Avec deux de ses grandes banques plombées par des créances douteuses (Deutsche Bank et Commerzbank), l’entrée en quasi-récession de l’Allemagne, moteur économique européen, est emblématique de cette réalité qui frappe à la porte de l’illusion néolibérale. Le mois de juin a vu la pire chute de la production en une décennie. Au premier semestre, la commande de machine-outils, cœur du savoir-faire industriel de l’Allemagne, a reculé de 9 %. Le 19 août, après deux trimestres consécutifs d’évolution négative du PIB, la Bundesbank (banque centrale allemande) a annoncé dans son rapport mensuel que « l’économie pourrait à nouveau se contracter ». Pire, l’industrie allemande est quasiment à l’arrêt, affectée par les nouvelles normes écologiques dans l’automobile et par le ralentissement chinois.

Pour la première fois depuis treize ans, la croissance française, avec un petit 1,6 %, a été supérieure à la croissance allemande (1,4 %) ; et cet écart, d’après la Commission européenne, s’aggravera d’ici la fin de l’année où l’on anticipe une croissance de 1,3% en France et de 0,5% en Allemagne.

Autre signe préoccupant, le 21 août, l’Allemagne a tenté de placer 2 milliards d’euros de bons du trésor à 30 ans avec des taux d’intérêts négatifs. Une première mondiale (jamais des emprunts d’État à si long terme n’avaient eu un rendement négatif) qui a rapidement tourné au fiasco, puisque seuls 689 millions ont trouvé preneur.
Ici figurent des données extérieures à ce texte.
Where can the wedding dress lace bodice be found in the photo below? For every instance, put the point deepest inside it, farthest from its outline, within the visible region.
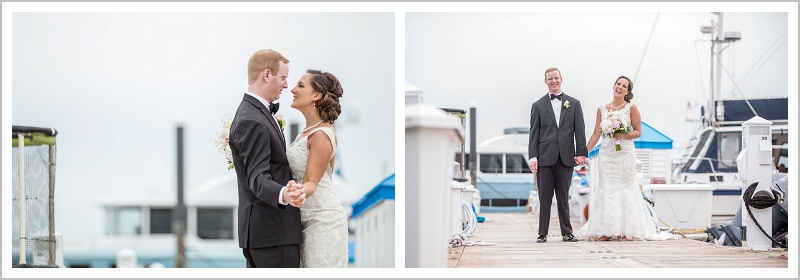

C’est un choc car la dette allemande, réputée sûre, fait figure de valeur refuge et trouve habituellement des acheteurs sans difficultés.

Si la guerre commerciale entre les États-Unis et la Chine a des conséquences évidentes sur l’économie allemande – dont l’excédent commercial repose en grande partie sur la vente de voitures et de machines sur le marché chinois –, il ne s’agit que de la partie émergée de l’iceberg.

En effet, l’Allemagne paie aujourd’hui le prix d’un « modèle » qui a capitalisé sur une compétitivité obtenue grâce aux réformes Hartz du marché du travail, l’envol du travail à mi-temps chez les femmes, la délocalisation d’une partie de sa chaine de production en Europe de l’Est et le recours aux travailleurs détachées dans son agriculture, le tout toujours basé sur l’abaissement du coût du travail et donc du pouvoir d’achat d’une partie croissante des citoyens allemands ; la balance commerciale largement excédentaire qui en a résulté a certes permis un désendettement public, mais en l’absence d’une politique d’investissement tournée vers l’avenir, et avec une économie orientée vers les exportations, l’Allemagne s’est rendue vulnérable aux aléas du commerce mondial.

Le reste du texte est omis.